WARWICK, R.I.—Lincoln Chafee has accumulated a lot of mementos in this subterranean storage space in a suburban Providence strip mall.
The former independent-turned-Democratic governor of Rhode Island stood among memorabilia from campaigns for governor, Senate, and president, and posed with a photo of Bill Clinton before pivoting to the next president in line.
“Here’s the father Bush—no, shouldn’t do that,” the former Republican senator said, before turning to a shot with the late Cuban President Fidel Castro. “There’s a good progressive,” Chafee said of Castro, who signed the photo in Spanish calling Chafee “young and intelligent.”
Nearly two years after dropping a long-shot bid for the Democratic presidential nomination against Hillary Clinton well before the Iowa caucuses, Chafee is again considering challenging the national party’s preferred candidate by running to her left. For the past month, Chafee has taken to local TV and radio, attacking Rhode Island Gov. Gina Raimondo’s record on the economy and the state budget. He is open to running in the primary against her next year.
Chafee, who served one term as governor before declining to seek reelection in 2014, said he is “angry” about the state’s subsidies to businesses, investments in “high-fee” hedge funds, and increased tolls on truckers. He says Raimondo, a former venture capitalist, “transferred all that retiree wealth to Wall Street,” compared to his “very conservative” opposition as governor and Warwick mayor to inversions.
“In the Beltway, there’s a different perception than there is here,” Chafee said. “They’ve gotta tune in. Don’t make the same mistake we made with our candidate for president.”
There’s no love lost between Chafee and Raimondo, who in 2011 worked together on public pension reform as governor and state treasurer, respectively. He accuses her of trying to “get some cranes in the sky,” regardless of cost, to help her win reelection.
Raimondo is equally skeptical of her predecessor. In an interview on radio station WPRO earlier this month, the governor said Chafee must “feel sore about something,” pointing to the improved unemployment rate compared to the last year of Chafee’s term.
Raimondo’s spokesman, Michael Raia, emphasized that companies don’t receive public incentives until the state sees tax revenue from the new jobs.

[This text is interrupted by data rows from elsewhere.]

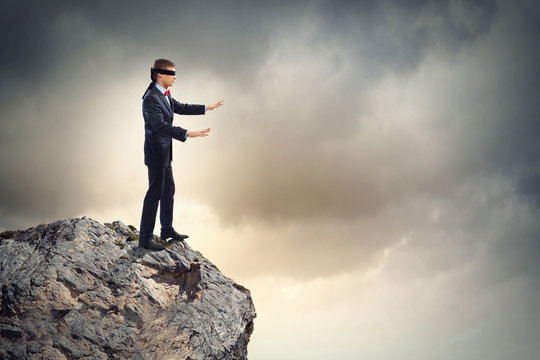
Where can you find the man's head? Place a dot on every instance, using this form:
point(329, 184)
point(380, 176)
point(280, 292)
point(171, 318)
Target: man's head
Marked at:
point(165, 80)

“For years, administrations just neglected infrastructure and didn’t invest,” Raia said. “Gov. Raimondo showed the political will to see an opportunity to not only be able to put people back to work but to modernize our infrastructure, which is going to be a boon for business.”
Democratic governors are in the spotlight for their focus on jobs following President Trump’s election. “The whole game is job growth,” Raimondo said in a New York Times report about the party’s path forward that referred to her as a “potential presidential candidate.”
“That’s what people want to see: focus on the economy,” Democratic Governors Association spokesman Jared Leopold said. “That’s what you’re seeing from Democratic governors.”
Raimondo, one of five Democratic governors seeking reelection next year, reported nearly $2.4 million on hand at the end of March. Her race is a priority for national Democrats as they look to rebuild from a nearly historic low in governorships in a potentially favorable cycle for the party.
Leopold said a nonprofit affiliated with the DGA, America Works USA, has spent about $350,000 on broadcast, cable, and online media for its first TV ads of the year, which tout Raimondo’s plan to provide free public higher education. And EMILY’s List, a group dedicated to electing Democratic women who support abortion rights, endorsed Raimondo in February, and has been urging its nationwide network online and in direct mail to back the governor, according to the group’s president, Stephanie Schriock.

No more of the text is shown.